Pas de surprise : tout le terrain doit être ainsi contrôlé en entretenant l’illusion de la libre-entreprise à la base. Alors, Terra Nova intervient pour écarter d’un revers de main les impudents qui ont osé briser la règle du jeu (l’omerta ?) lors des présidentielles : Gérard Schivardi (0,34% des suffrages en 2007) ou Jacques Cheminade (0,28% en 1995). Chassez-moi ces pelés, ces tondus, ces galeux qui ne représentent rien (ah bon, pourrait-on se demander, alors pourquoi mettre tant d’acharnement à les chasser ?) et tout ira pour le mieux dans la meilleure des « qualités du débat démocratique ».

On croit rêver. On en rêve pas : on est dans un « think tank » du Parti socialiste, en 2009 ! Soyons clairs : c’est le socialisme fabien, réservé à une élite qui contrôle les choses et fait au besoin – à la britannique – pour ses parrains des choses que la droite ne pourrait pas faire. Obama aujourd’hui, les dirigeants socialistes en France entre 1982 et 1993 : oligarchie nous voilà.

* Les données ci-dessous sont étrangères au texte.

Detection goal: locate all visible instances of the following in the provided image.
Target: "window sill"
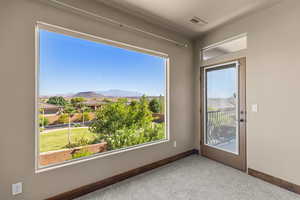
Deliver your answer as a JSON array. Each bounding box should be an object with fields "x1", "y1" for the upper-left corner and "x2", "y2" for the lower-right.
[{"x1": 35, "y1": 138, "x2": 169, "y2": 173}]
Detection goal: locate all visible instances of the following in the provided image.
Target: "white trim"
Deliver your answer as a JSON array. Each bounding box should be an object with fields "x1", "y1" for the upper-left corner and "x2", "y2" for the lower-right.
[
  {"x1": 203, "y1": 61, "x2": 238, "y2": 70},
  {"x1": 165, "y1": 58, "x2": 170, "y2": 141},
  {"x1": 35, "y1": 24, "x2": 40, "y2": 172},
  {"x1": 202, "y1": 33, "x2": 247, "y2": 51},
  {"x1": 203, "y1": 61, "x2": 240, "y2": 155},
  {"x1": 35, "y1": 22, "x2": 170, "y2": 172},
  {"x1": 202, "y1": 49, "x2": 247, "y2": 67}
]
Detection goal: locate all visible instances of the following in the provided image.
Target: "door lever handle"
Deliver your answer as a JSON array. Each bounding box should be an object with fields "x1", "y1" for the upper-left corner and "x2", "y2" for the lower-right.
[{"x1": 240, "y1": 119, "x2": 245, "y2": 122}]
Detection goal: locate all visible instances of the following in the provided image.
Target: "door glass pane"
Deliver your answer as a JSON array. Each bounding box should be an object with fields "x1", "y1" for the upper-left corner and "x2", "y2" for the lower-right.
[{"x1": 205, "y1": 63, "x2": 238, "y2": 154}]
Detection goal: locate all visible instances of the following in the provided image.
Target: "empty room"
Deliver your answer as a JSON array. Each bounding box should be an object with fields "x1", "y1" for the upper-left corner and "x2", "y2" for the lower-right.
[{"x1": 1, "y1": 0, "x2": 300, "y2": 199}]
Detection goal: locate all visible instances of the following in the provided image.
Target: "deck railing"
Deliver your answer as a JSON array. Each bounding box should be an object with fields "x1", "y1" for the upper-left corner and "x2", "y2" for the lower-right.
[{"x1": 206, "y1": 109, "x2": 236, "y2": 146}]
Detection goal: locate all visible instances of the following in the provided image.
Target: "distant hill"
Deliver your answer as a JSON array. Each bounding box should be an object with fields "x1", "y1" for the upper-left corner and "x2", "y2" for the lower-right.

Et puis, hypocrites comme les bons fabiens d’outre-Manche. Pour la présidentielle, l’investiture serait assurée « par les partis politiques représentatifs (soit, par exemple, ceux ayant recueilli 5% des suffrages populaires aux élections nationales précédant le scrutin) ou bien par un "parrainage populaire" consistant en la réunion d’un certain nombre de signatures d’électeurs (tel que, par exemple, un million d’électeurs, soit 2,5% de l’électorat) ». Ceux de Terra Nova ne sont bien entendu pas assez bêtes pour ignorer que c’est impossible sans une très vaste et très coûteuse machine.

Alors, comment dit-on « closed shop » en français ? Mais là, de « poll progression » en « rub structure », on a déjà perdu son latin et l’on se trouve parlé par l’anglais d’aéroport du nouvel Empire. Ne dites plus « Terra Nova » mais « New Land », pour devenir avatar dans le Grand jeu vidéo où ils voudraient que nous soyons « participatifs ».

Ici nous nous battons, car nous n’avons pas le désir de cet avenir-là.